November 18, 1999
OIL AND GAS SEEPAGE FROM OCEAN FLOOR REDUCED BY OIL PRODUCTION
Santa Barbara, Calif. Next time you step on a glob of tar on a beach in Santa Barbara County, you can thank the oil companies that it isn't a bigger glob.
The same is true around the world, on other beaches where off-shore oil drilling occurs, say scientists, although Santa Barbara's oil seeps are thought to be among the leakiest.
Natural seepage of hydrocarbons from the ocean floor in the northern Santa Barbara Channel has been significantly reduced by oil production, according to two recently published peer-reviewed articles, one in November's Geology Magazine, the other in the Journal of Geophysical Research - Oceans.
The Santa Barbara Channel provides an excellent natural laboratory, as it is among the areas with the highest levels of seepage in the world, said co-author Bruce P. Luyendyk, professor and chair of the Department of Geological Sciences at the University of California, Santa Barbara.
The studies were not funded by oil companies, but rather by the University of California Energy Institute and the U.S. Minerals Management Service, states Luyendyk, responding to the fact that the results favor off-shore oil production and are opposed by some environmentalists.
"We've done a good piece of science," said Luyendyk. "We've developed a good understanding of a natural process. It's all public data; it's all straightforward. If I thought the study was compromised I wouldn't be involved in it."
Most of the seepage is methane, a potent greenhouse gas which escapes into the atmosphere, said Luyendyk. About 10 percent of the seepage is composed of "higher hydrocarbons," or reactive organic gases which interact with tailpipe emissions and sunlight, creating air pollution.
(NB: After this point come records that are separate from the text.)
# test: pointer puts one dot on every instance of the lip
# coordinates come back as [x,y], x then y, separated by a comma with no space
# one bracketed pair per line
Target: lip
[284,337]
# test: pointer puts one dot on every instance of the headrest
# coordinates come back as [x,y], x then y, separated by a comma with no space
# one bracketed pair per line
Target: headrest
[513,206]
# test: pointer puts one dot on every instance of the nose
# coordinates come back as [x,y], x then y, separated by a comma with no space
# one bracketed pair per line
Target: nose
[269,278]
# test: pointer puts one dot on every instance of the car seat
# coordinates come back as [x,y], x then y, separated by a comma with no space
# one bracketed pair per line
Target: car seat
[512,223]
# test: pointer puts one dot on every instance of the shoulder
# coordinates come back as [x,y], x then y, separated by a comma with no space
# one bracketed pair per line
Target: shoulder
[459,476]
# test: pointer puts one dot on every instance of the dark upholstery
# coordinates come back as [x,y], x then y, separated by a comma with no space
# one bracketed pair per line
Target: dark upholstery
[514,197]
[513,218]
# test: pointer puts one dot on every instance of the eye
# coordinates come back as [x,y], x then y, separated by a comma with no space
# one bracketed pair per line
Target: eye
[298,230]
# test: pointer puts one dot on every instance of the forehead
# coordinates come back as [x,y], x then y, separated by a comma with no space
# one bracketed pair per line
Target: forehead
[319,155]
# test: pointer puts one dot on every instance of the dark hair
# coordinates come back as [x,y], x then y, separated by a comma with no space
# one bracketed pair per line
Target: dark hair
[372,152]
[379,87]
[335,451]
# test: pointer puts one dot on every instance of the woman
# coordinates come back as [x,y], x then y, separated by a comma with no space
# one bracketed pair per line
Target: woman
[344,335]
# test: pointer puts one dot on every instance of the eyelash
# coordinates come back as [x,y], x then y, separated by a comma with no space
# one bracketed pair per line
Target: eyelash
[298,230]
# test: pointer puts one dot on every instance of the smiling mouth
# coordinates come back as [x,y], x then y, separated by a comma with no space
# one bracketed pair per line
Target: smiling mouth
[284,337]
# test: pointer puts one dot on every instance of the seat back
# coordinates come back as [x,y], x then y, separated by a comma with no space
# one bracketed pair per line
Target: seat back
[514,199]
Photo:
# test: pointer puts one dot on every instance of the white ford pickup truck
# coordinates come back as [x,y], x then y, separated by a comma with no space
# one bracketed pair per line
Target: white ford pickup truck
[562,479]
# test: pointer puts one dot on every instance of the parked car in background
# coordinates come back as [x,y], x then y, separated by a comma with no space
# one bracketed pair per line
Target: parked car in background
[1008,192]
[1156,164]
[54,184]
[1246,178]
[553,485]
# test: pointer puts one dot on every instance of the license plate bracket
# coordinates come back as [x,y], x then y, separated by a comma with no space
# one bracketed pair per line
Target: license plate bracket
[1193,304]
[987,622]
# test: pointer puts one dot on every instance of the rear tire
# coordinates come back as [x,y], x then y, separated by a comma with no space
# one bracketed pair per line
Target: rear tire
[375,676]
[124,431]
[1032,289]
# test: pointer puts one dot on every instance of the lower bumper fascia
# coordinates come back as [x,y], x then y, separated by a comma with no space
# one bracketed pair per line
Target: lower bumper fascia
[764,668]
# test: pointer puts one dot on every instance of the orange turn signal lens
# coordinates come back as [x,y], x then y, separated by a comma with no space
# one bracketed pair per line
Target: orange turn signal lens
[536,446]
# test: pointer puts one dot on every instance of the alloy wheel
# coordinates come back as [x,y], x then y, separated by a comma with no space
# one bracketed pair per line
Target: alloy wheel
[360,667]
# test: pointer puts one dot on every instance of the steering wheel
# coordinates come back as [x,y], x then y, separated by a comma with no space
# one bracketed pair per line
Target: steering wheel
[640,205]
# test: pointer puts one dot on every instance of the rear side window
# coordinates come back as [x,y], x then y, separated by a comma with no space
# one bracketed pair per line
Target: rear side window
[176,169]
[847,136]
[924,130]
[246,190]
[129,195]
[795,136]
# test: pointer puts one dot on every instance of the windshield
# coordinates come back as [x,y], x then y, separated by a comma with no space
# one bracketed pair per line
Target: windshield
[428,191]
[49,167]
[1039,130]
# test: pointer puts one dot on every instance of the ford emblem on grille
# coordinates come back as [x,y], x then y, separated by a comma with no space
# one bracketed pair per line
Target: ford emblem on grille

The researchers state that the production rate of these naturally-occurring reactive organic gases is equal to twice the emission rate from all the on-road vehicle traffic in Santa Barbara County in 1990.
According to the articles, studies of the area around Platform Holly showed a 50 percent decrease in natural seepage over 22 years. The researchers show that as the oil was pumped out the reservoir, pressure that drives the seepage dropped.
"If the decrease in natural seepage found near Platform Holly is representative of the effect of oil production on seepage worldwide, then this has the potential to significantly alter global oil and gas seepage in the future," state the researchers in the article "The World's Most Spectacular Marine Hydrocarbon Seeps: Quantification of Emissions " in the Sept. 14 issue of the Journal of Geological Research - Oceans.
They continue, "For example if the 50 percent reduction in natural seepage rate that occurred around Platform Holly also occurred due to future oil production from the oil field beneath the La Goleta seep, this would result in a reduction in nonmethane hydrocarbon emission rates equivalent to removing half of the on-road vehicle traffic from Santa Barbara County. In addition, a 50 percent reduction in seepage from the La Goleta seep would remove about 25 barrels of oil per day from the sea surface, which in turn would result in a 15 percent reduction in the amount of tar found on Santa Barbara beaches."
They conclude by saying that the rate of increase of global methane atmospheric concentrations has been declining for the past 20 years, and that a "worldwide decrease in natural hydrocarbon seepage related to onshore and offshore oil production may be causing a global reduction in natural methane emission rates."